It is a trend following indicator consisting of two moving averages and it is calculated from the price action shown on the chart that it overlays.

The indicator is formed from three exponential moving averages a 12, 26 and 9 and is plotted as two moving averages.

The first moving average is formed by plotting the difference between the 12 and 26 exponential moving averages and is called the MACD line.

The second moving average is formed by plotting a 9 exponential moving average of the first plotted moving average and is called the signal line.

When the MACD line crosses up above the signal line this generates a possible buy trigger, and when the MACD line crosses below the signal line it generates a possible sell trigger. These signals should not be used in isolation but used to confirm other trading signals that qualify a trade.

It is worth noting that all signals generated from price based indicators such as MACD are lagging and price should be your number one confirming indicator when making a decision to take a trade.

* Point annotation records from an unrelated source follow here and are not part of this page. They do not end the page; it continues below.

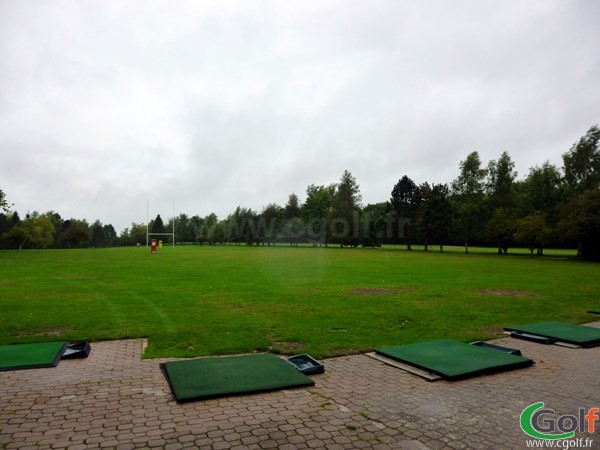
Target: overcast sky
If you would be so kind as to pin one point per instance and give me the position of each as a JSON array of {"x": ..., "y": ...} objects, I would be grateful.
[{"x": 105, "y": 105}]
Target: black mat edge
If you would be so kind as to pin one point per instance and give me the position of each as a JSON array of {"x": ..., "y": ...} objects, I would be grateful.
[
  {"x": 487, "y": 371},
  {"x": 585, "y": 344},
  {"x": 54, "y": 363},
  {"x": 163, "y": 368}
]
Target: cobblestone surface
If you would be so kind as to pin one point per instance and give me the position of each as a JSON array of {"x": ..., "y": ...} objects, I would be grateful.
[{"x": 114, "y": 399}]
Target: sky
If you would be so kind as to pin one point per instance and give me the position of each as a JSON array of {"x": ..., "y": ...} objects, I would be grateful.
[{"x": 120, "y": 110}]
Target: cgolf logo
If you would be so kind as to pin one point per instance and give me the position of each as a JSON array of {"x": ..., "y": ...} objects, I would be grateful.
[{"x": 541, "y": 423}]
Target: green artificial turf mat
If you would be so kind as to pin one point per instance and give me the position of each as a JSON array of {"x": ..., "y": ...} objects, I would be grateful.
[
  {"x": 564, "y": 332},
  {"x": 31, "y": 356},
  {"x": 230, "y": 375},
  {"x": 453, "y": 359}
]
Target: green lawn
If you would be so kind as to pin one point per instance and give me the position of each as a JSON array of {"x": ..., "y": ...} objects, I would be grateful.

On the below 15 minute chart of the EURUSD we can see the MACD line crosses above the signal line confirming a possible buy opportunity at point A. We can also see that price has traded down to an old support level adding a further reason why price may reverse giving an extra signal to take a trade.

Additional signals to take a trade could be that price has broken above a trendline and taken out an old resistance high confirming the start of a new uptrend.














When introducing an indicator into your trading system it is always prudent to test the signals it generates in a demo account over at least 20 trades so that you know the indicator is profitable.